On 6/8/06, Erik Moeller eloquence@gmail.com wrote:
I wrote specifications, a budget and a full proposal for Kennisnet in February. This proposal named the developers, the roles and responsibilities, and the duration of development. The proposal, as written in February, is at http://scireview.de/temp/instantcommons_2.odt
I have some questions from a technical perspective.
1. What is the purpose of the XML-RPC subsystem? Since the images are fetched via HTTP in any case, why not simply perform the existence test via simple HTTP as well. If that were done no modifications would be needed on the commons side. Without more explanation the addition of the XML-RPC subsystem seems like an unnecessary exercises in complexity.
2. It would appear from the specification that their is no facility for caching failures. So if an page contains a non-existent image, commons will be polled every time the page is rendered. A number of mechanisms would be possible to reduce this, from the use of negative caching, to the use of periodically updated filename bloom filters.
3. The proposed method of interwiki transclusion doesn't appear fully formed enough to determine if it will be sufficiently strong to prevent instant commons from accidentally becoming an automated system for license violations. In particular there doesn't appear to be any strong assurance that attribution and license data will *always* be available when the image is available.
4. Although copyright concerns are mentioned, they don't seem to be explored in depth. Commons has a huge amount of copyright violations on it today. I think the expectation that small wiki operators will run a deletion script is unreasonable and that this area should be explored in depth. Potentially making only certain images on commons available for automated replication.

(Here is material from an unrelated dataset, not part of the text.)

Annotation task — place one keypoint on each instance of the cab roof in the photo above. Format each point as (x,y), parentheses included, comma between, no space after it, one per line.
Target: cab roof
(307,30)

5. If the remote wiki will download the full image in all cases, what is the purpose of burdening commons with the additional transfer and storage costs of their thumbnail generation? Yes, if that size has been used before commons will have it... but it's quite likely that other wikis will use a large number of sizes which are not used on Wikimedia sites, and even if the best case they still cost us additional bandwidth. The far side will still need to perform thumbnailing for the image page for large images in any case.
6. How will this address SVGs which are widely used on commons, but not supported by mediawiki out of the box? Our support for SVGs requires a modifyed version of librsvg in order to operate securely.
There are also some more complex issues, like where the $5,000 EUR fee comes from for what is, overall, such a simple feature set. But I don't want to create a flood of comments initially.